The goal of the project was to reduce the possibility of potential ADA violations by ensuring authorized buys were accurate. The intent was to compare the Department
of the Army's operation authorized list with the actual buys to guarantee accuracy. Another goal was to look at the Military Interdepartmental Purchase Request process
and the award vs. system obligation posting cycle time.

The team established to carry out the project consisted of personnel from JMC;
Program Executive Office-Ammunition; Armament Research, Development and
Engineering Center; and Fort Benning.

When the project started, there was a 33 percent defect rate within the authorized
list and the contract buys. This was due to discrepancies in the quantities on contract
vs. the quantity authorized; nomenclatures on the contract not being the authorized
nomenclatures; and mismatches between the nomenclature on the contract and the
authorized nomenclature because of vague language.

The cycle time from date of issuing a MIPR to the MIPR acceptance date was averaging 26 days and 28 days from date of contract award to Standard Operation
and Maintenance Army Research and Development system date postings. This
was reduced to an average of 0.3 days and the cycle time for the award process was
reduced to an average of two days.

Because of this project, several changes were made to the procedure. A copy of the purchase request or draft contract in advance of the award is requested to ensure only the authorized items are being procured and the acceptance of MIPRs is to be returned no later than two days. Follow up emails are sent if needed to guarantee this requirement is met and MIPRs are tracked to ensure the contract is let. Once the contract is received it is
reviewed for accuracy and line of accounting and faxed/emailed to the obligation desk at PEO-Ammo for obligation.

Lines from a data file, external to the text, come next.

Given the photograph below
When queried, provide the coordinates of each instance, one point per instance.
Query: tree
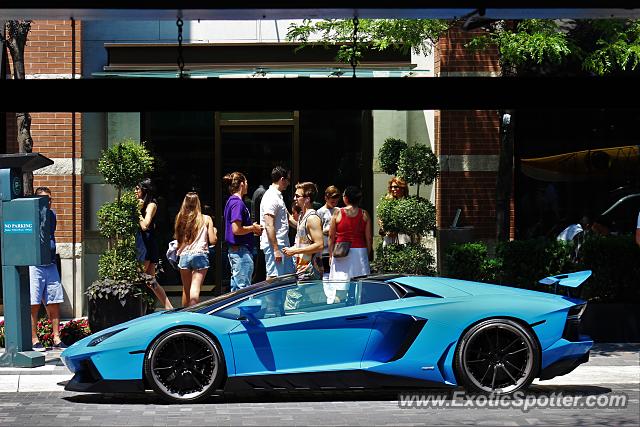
(531, 46)
(16, 33)
(520, 44)
(418, 35)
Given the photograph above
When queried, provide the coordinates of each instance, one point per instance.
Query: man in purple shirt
(238, 231)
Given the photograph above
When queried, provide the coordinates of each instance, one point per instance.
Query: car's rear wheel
(497, 356)
(183, 365)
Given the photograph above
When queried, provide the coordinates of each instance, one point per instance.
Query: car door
(309, 330)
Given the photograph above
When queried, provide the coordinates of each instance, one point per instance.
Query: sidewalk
(610, 363)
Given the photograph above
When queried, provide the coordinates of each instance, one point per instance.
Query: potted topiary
(414, 216)
(120, 293)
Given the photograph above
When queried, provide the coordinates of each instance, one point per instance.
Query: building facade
(195, 149)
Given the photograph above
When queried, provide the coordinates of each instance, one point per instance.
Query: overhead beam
(250, 94)
(298, 9)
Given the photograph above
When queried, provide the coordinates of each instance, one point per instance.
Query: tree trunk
(504, 182)
(16, 40)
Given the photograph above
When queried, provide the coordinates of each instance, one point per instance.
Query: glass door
(253, 147)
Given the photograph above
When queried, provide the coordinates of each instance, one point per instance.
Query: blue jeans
(277, 268)
(241, 263)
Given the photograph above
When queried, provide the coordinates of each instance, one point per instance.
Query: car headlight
(103, 337)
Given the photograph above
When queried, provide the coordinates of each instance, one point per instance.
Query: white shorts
(45, 285)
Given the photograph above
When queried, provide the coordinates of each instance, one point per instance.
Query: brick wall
(49, 54)
(53, 138)
(49, 48)
(475, 194)
(453, 56)
(469, 133)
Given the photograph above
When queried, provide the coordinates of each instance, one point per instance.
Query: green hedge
(524, 262)
(469, 261)
(412, 258)
(614, 260)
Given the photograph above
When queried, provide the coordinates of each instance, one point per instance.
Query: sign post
(25, 232)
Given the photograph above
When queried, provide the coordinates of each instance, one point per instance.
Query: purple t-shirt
(236, 210)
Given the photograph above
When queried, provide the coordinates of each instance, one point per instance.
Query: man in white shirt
(331, 198)
(275, 218)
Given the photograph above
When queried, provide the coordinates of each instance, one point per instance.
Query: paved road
(33, 397)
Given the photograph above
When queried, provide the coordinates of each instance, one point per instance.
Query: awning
(277, 73)
(603, 163)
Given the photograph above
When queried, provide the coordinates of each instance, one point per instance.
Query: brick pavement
(616, 366)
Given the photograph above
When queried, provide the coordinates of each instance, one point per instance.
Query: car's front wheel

"I believe the non-standard ammunition project will benefit JMC by creating an in-depth standard operating procedure that put controls in place to eliminate the possibility of incurring Anti-Deficiency Act violations," said Jennifer Baden, execution team leader, Acquisition Funds Requirements Division, JMC's Munitions and Logistics
Readiness Center business directorate.

Ron Stevenson, chief, Logistics Funds Requirements Division, Business Development, Munitions and Logistics Readiness Center, echoed this and added, "They assigned the responsibility to then newly established PEO for Ammo who looked to JMC for help. I believe the results of this project will put the controls in place that our Army customer requires."

Some of the benefits achieved through this project are improved communication lines and greater customer satisfaction.